Risk-Adjusted Performance

11 of 100

 
Weak
 
Strong
Good
Compared to the overall equity markets, risk-adjusted returns on investments in Sparx Technology are ranked lower than 11 (%) of all global equities and portfolios over the last 90 days. In spite of fairly unsteady basic indicators, Sparx Technology showed solid returns over the last few months and may actually be approaching a breakup point.

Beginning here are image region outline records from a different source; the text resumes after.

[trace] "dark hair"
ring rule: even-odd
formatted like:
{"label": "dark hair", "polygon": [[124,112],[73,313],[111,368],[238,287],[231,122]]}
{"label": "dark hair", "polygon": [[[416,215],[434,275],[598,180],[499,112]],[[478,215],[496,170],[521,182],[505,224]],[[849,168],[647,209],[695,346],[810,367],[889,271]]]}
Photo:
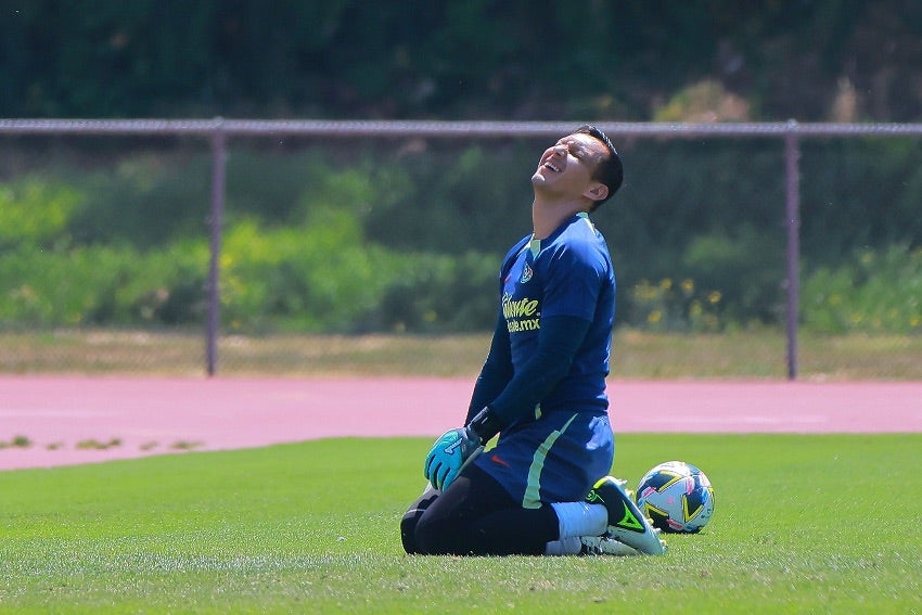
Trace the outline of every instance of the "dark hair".
{"label": "dark hair", "polygon": [[601,181],[609,189],[609,195],[604,198],[600,198],[593,205],[593,209],[599,207],[602,203],[611,198],[615,192],[622,187],[622,183],[625,179],[625,170],[622,165],[622,158],[618,156],[618,151],[615,150],[615,146],[612,145],[612,142],[605,136],[604,132],[592,126],[591,124],[584,124],[579,128],[573,131],[575,133],[589,134],[590,137],[594,137],[599,141],[605,144],[605,149],[609,150],[609,157],[602,158],[599,161],[599,164],[596,165],[596,170],[592,172],[592,179],[597,181]]}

Western Investment and Sparx Technology Volatility Contrast

   Predicted Return Density   
       Returns  

Pair Trading with Western Investment and Sparx Technology

The main advantage of trading using opposite Western Investment and Sparx Technology positions is that it hedges away some unsystematic risk. Because of two separate transactions, even if Western Investment position performs unexpectedly, Sparx Technology can make up some of the losses. Pair trading also minimizes risk from directional movements in the market. For example, if an entire industry or sector drops because of unexpected headlines, the short position in Sparx Technology will offset losses from the drop in Sparx Technology's long position.
The idea behind Western Investment and Sparx Technology pairs trading is to make the combined position market-neutral, meaning the overall market's direction will not affect its win or loss (or potential downside or upside). This can be achieved by designing a pairs trade with two highly correlated stocks or equities that operate in a similar space or sector, making it possible to obtain profits through simple and relatively low-risk investment.
Check out your portfolio center.
Note that this page's information should be used as a complementary analysis to find the right mix of equity instruments to add to your existing portfolios or create a brand new portfolio. You can also try the Odds Of Bankruptcy module to get analysis of equity chance of financial distress in the next 2 years.